How to Measure 3D Printed Material Strength
As several factors affect material strength, different tests must be carried out to correctly determine 3D printed material strength. Some of these tests are:
- Tension (puncture and stretching)
Challenges That Titanium and Aluminum Face in 3D Printing
Titanium and aluminum are two of the most used metals in many manufacturing industries today. However, they cannot be manufactured with 3D printing straightforwardly. Let’s consider why below.
Aluminum and 3D printing
Aluminum is one of the commonest metals on the planet today and has been used in manufacturing industries since the 1800s. The metal is lightweight, possessing a density of 2710km/m3, which justifies its use in many household products. Moreover, aluminum CNC is generally easy because the metal is moldable, with an elasticity modulus of around 70MPa.
However, aluminum metal alone is not strong enough to be used for metal 3D printing. For many industries to even consider the metal, it has to be alloyed with another suitable metal, like titanium. Also, aluminum metal is prone to cracking and tends to have inconsistent mechanical properties.
Titanium and 3D printing
Titanium metal, like aluminum, is also abundant today. The fact that titanium is corrosion-resistant, more temperature-durable, and lightweight has endeared it to many manufacturers. Over the last few years, the use of titanium has soared in the aerospace, defense, and medical industry.
Despite titanium’s accolades as an ideal manufacturing metal, it cannot be 3D machined because of the risk of fire and explosion hazards. This property has also been observed with finely divided aluminum properties.

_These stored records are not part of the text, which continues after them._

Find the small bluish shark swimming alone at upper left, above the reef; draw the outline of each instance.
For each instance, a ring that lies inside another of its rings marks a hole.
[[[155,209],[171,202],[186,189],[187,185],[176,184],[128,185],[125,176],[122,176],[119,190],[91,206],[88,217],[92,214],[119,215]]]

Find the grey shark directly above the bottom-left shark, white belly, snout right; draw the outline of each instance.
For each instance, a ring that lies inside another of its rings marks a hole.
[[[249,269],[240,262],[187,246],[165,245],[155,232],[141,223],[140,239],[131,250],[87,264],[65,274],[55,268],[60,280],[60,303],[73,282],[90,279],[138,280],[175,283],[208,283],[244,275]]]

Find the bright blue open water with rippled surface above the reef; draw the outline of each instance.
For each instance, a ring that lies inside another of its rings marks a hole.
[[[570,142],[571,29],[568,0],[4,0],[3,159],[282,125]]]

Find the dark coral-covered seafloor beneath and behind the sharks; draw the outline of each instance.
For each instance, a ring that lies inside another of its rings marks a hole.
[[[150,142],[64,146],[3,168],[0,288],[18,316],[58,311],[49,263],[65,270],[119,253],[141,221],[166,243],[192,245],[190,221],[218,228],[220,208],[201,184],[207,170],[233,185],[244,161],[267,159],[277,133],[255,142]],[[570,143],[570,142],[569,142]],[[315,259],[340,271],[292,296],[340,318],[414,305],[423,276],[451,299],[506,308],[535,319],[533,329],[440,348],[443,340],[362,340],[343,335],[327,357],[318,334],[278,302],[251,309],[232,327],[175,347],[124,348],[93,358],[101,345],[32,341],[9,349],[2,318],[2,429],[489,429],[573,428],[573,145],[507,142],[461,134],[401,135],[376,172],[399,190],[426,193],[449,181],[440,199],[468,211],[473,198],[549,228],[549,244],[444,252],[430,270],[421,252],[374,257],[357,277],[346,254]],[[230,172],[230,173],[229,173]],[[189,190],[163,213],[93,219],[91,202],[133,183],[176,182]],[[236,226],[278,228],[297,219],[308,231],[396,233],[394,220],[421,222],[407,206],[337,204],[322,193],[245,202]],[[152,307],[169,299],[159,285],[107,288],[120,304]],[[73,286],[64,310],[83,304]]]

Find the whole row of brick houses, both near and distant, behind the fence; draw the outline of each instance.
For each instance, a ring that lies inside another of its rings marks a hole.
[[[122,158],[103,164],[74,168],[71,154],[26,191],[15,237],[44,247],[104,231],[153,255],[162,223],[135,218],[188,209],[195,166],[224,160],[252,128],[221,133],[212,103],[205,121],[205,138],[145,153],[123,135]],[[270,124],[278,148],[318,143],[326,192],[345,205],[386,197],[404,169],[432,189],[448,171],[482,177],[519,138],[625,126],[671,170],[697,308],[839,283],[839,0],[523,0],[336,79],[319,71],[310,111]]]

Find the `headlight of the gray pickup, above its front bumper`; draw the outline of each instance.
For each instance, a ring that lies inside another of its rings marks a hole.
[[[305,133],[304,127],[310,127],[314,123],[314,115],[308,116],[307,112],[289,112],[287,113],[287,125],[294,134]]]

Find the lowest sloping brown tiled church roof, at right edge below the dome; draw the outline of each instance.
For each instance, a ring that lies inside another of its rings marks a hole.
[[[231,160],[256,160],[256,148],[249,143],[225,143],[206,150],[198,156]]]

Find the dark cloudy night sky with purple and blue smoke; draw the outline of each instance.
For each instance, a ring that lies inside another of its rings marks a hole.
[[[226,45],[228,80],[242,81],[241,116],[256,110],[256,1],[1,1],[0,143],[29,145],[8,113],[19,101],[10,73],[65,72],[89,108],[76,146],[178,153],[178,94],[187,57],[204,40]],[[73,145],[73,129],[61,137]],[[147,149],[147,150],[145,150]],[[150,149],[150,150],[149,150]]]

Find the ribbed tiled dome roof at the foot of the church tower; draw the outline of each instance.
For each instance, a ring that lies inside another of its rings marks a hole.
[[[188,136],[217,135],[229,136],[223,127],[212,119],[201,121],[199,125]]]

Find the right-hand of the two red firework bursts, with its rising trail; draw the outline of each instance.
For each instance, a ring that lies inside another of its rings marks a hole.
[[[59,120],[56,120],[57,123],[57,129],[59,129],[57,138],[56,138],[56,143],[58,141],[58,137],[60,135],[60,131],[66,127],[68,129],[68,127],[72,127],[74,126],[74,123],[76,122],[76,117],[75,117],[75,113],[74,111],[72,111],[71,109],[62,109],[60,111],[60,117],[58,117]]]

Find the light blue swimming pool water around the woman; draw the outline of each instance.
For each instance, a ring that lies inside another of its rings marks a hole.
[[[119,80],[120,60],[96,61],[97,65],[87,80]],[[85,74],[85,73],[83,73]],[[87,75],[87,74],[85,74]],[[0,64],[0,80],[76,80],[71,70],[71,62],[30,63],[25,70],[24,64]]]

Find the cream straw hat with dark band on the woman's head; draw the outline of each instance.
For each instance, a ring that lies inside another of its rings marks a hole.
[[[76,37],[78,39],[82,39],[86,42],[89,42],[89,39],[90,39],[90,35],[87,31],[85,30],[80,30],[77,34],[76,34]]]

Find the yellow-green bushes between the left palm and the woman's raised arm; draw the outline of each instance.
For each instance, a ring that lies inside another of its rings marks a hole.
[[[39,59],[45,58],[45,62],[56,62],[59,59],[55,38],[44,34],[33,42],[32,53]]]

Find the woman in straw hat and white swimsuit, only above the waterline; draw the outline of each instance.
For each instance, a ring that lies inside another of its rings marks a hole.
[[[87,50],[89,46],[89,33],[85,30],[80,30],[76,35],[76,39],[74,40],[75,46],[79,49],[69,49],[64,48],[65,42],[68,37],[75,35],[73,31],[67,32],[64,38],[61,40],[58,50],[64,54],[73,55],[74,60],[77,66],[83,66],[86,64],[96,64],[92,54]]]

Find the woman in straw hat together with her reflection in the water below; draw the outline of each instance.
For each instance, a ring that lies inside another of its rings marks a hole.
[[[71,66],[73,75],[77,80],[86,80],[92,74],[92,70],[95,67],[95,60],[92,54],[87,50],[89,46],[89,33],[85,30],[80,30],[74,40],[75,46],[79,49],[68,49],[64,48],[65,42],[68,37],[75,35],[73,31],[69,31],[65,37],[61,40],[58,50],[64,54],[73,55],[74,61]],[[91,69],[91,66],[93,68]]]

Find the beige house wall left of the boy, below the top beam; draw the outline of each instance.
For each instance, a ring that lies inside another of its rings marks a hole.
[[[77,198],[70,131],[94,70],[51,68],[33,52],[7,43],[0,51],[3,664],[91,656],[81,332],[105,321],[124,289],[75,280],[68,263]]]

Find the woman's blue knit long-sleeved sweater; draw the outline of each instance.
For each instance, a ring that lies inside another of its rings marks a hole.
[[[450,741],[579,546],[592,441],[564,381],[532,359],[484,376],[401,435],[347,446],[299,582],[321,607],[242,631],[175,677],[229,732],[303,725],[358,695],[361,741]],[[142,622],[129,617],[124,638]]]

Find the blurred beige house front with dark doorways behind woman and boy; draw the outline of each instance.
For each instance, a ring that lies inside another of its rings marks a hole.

How to Optimize Titanium and Aluminum for 3D printing
Aluminum is not strong enough for 3D printing. Titanium is also not suitable because of the fire hazard risks it poses. Manufacturers cannot effectively and safely use either of the two metals individually for 3D printing.
One solution that has caught the public eye is sintering branched surfaces on aluminum-matrix composites. This method was used by Russian scientists, with the lead researcher stating that the strength of Aluminium doubled when this method was employed.
This sintering method, done using the Selective Laser Melting (SLM) and Selective Laser Sintering (SLS) additive manufacturing techniques, was successful because of the surface of the metal. The team used nitrides and aluminum oxides, forming tiny layers between particles. These particles then attached to the metal matrix, making it twice as strong.
Another solution that has been explored recently is alloying both metals. The Titanium aluminide (TiAl) alloy is often used where lightweight and high strength/weight ratios are required. This alloy makes up for the individual weaknesses of both metals.
3D printed materials need to be strong. Many metrics can be of use in assessing material, with tensile strength and impact toughness being the commonest. While strength is a good property, balance is key so as not to impact the use of the metal in 3D printing adversely.
Aluminum and titanium are two of the most frequently used metals for manufacturing. However, because of the properties of these metals, they cannot be safely and effectively used for 3D printing. To combat this, Russian researchers have developed a technology that can double the strength of these metals for 3D printing. This new technology is still being tested, but it offers much-needed promise in 3D printing titanium and aluminum fields.